O Tribunal de Justiça do Mato Grosso do Sul (TJMS) terá que analisar a validade da licença concedida pelo Instituto de Meio Ambiente de Mato Grosso do Sul (Imasul) para a realização de obras em área de preservação permanente (APP) do rio Ivinhema. A decisão é da Segunda Turma do Superior Tribunal de Justiça (STJ). O Ministério Público estadual (MP), autor do recurso especial analisado pela Turma, ajuizou ação civil pública contra um proprietário de rancho ribeirinho, que estaria edificando à margem do rio, numa APP. Proprietários que construíram casas de veraneio na mesma região também foram acionados pelo órgão. Segundo o MP, a licença do Imasul foi suspensa pela Secretaria Estadual de Meio Ambiente, que constatou que ela havia sido expedida em total desacordo com a legislação ambiental. Ao reformar sentença de primeiro grau em um processo movido pelo MP contra os donos de ranchos na área de preservação, o TJMS considerou que a ocupação da área de preservação permanente já era uma situação consolidada e estava respaldada pela licença concedida pelo Imasul. Contra essa decisão, o MP recorreu ao STJ. Para o relator do processo, ministro Humberto Martins, o tribunal estadual não se manifestou a respeito da questão – essencial para a solução do caso – referente à suspensão da licença por ato administrativo de ofício da Secretaria Estadual de Meio Ambiente.

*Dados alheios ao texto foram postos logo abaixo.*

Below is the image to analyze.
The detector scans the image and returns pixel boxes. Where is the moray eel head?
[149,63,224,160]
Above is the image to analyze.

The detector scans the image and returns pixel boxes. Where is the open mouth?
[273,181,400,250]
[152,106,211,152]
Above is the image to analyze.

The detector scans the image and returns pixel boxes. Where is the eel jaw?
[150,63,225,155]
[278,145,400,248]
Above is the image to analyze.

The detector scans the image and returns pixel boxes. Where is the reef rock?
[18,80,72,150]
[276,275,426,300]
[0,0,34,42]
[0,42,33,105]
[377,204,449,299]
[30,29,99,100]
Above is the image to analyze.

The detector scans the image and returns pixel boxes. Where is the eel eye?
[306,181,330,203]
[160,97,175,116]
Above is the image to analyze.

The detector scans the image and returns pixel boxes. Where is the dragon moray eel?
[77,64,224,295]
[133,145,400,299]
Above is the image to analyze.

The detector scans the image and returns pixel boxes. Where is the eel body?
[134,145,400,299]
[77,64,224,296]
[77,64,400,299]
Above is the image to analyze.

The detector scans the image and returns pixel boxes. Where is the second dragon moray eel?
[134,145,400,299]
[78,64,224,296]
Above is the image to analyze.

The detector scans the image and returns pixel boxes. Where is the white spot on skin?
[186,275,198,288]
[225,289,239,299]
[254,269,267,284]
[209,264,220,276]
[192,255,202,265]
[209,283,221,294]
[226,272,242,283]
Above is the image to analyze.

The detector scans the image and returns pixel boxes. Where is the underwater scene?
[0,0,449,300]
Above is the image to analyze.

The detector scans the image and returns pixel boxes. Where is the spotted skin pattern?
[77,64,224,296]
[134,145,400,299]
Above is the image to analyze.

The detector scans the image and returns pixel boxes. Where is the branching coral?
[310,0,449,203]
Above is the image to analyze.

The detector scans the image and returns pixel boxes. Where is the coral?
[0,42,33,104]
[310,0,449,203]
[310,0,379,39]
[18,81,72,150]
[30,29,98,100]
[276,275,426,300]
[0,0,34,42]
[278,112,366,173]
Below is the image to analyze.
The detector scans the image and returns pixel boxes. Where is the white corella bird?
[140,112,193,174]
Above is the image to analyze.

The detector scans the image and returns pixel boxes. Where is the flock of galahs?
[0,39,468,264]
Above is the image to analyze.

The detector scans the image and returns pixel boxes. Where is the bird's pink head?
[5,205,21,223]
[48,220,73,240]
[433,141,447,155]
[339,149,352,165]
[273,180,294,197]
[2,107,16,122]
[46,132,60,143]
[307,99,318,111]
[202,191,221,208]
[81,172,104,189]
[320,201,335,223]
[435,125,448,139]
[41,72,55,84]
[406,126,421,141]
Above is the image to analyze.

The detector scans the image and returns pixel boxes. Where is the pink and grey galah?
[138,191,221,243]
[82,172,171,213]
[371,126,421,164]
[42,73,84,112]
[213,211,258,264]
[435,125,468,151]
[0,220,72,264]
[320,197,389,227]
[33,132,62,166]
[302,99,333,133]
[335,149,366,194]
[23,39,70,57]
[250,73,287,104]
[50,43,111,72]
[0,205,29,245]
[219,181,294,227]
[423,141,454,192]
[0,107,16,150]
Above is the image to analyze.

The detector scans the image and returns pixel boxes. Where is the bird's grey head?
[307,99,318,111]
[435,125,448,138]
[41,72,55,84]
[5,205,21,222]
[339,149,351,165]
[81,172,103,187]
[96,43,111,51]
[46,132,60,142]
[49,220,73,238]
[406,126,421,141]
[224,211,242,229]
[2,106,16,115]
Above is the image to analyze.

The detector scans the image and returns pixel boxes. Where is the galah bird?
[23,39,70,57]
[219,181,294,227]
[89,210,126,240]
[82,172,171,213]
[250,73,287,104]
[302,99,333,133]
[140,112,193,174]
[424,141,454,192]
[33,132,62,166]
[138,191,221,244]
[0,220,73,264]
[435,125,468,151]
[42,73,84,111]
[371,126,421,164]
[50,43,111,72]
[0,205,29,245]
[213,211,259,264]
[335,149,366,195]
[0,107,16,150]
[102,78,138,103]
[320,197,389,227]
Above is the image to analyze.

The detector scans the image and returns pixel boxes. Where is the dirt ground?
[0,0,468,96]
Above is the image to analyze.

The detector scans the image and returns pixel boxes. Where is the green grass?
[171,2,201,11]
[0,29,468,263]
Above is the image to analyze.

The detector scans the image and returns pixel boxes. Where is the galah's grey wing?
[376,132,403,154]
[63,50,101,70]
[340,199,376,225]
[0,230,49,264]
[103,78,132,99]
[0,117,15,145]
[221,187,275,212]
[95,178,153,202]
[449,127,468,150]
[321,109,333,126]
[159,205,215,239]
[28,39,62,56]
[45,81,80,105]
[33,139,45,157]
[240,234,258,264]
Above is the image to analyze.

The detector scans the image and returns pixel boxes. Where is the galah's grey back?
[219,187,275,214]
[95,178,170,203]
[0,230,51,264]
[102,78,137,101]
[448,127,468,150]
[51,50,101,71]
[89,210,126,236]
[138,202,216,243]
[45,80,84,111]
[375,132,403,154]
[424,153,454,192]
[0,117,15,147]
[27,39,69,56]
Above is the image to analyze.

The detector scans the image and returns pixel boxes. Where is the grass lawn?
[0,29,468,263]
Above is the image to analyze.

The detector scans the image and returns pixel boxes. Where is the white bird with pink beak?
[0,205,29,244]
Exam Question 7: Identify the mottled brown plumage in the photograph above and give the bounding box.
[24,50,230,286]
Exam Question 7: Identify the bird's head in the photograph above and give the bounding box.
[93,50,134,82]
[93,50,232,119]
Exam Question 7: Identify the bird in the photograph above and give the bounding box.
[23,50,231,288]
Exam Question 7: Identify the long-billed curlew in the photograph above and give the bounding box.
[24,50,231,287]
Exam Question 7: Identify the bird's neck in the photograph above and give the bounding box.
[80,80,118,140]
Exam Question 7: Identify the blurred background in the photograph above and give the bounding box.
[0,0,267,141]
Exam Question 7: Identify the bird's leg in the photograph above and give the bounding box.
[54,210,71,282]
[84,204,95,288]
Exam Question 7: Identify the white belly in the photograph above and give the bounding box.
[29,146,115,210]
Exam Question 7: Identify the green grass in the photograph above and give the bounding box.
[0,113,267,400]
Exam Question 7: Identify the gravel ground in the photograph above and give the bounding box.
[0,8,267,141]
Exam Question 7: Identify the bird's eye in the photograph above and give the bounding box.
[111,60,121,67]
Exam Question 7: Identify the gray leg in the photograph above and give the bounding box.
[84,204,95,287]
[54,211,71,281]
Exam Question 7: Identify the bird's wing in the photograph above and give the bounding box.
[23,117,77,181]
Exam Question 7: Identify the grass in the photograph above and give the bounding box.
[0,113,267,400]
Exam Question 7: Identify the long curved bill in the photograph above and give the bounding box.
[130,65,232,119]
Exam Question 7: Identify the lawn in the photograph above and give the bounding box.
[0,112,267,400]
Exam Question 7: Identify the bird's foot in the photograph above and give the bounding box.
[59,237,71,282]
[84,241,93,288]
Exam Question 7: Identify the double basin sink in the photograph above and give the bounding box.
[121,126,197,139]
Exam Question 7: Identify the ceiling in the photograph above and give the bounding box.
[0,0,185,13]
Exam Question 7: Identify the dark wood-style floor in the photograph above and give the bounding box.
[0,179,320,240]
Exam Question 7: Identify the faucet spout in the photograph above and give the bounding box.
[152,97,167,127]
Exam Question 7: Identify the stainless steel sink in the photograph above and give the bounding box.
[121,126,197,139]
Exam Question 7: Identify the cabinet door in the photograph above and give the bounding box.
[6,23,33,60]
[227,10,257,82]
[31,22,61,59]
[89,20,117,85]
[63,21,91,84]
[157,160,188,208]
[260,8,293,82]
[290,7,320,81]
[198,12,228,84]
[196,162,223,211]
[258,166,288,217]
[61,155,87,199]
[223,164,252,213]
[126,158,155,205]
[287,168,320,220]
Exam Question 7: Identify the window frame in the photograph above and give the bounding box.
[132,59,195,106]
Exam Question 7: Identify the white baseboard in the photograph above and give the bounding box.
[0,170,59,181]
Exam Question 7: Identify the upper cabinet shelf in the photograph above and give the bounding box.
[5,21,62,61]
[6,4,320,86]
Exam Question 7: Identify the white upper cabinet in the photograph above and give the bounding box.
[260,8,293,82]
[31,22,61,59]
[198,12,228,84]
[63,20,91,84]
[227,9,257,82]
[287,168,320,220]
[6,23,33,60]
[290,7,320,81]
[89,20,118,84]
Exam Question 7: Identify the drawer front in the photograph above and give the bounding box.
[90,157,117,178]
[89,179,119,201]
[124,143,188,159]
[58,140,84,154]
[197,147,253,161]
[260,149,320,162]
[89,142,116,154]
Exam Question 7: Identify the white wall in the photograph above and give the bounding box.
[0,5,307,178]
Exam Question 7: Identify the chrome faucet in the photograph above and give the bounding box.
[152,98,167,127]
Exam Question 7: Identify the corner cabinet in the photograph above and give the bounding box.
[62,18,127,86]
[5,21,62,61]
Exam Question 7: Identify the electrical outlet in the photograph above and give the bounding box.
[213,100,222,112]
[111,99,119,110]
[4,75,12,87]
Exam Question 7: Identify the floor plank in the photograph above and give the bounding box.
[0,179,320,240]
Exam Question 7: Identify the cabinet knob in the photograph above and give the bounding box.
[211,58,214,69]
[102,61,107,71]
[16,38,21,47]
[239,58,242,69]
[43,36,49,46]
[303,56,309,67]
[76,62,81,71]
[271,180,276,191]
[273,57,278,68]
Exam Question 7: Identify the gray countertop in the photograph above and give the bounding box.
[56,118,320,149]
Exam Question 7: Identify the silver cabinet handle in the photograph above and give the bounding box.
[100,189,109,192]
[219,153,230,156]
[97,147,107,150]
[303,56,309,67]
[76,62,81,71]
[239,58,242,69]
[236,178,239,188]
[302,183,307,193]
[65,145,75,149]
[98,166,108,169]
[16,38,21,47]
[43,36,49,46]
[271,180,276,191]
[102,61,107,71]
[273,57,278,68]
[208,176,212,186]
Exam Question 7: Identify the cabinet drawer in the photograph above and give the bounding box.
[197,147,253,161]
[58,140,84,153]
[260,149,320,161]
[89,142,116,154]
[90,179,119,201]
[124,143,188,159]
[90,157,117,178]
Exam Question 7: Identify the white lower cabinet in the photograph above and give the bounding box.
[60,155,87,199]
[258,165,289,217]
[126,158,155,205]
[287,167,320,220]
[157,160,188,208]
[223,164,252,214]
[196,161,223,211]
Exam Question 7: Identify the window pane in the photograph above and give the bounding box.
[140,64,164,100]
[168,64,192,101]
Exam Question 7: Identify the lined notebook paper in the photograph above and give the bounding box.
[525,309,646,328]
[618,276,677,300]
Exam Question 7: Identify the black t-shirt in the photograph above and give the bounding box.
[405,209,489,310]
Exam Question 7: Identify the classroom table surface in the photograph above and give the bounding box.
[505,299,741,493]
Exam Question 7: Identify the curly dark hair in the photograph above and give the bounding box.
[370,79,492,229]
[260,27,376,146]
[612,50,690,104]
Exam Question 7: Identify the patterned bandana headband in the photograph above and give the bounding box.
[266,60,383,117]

A atitude do TJMS – que, mesmo instado pelo MP, não se manifestou sobre a questão – caracteriza ofensa ao artigo 535 do Código de Processo Civil (CPC). Seguindo as considerações do relator, a Segunda Turma deu provimento ao recurso do MP determinando o retorno do processo ao tribunal estadual, para conclusão do julgamento. A decisão foi unânime. (com informações STJ)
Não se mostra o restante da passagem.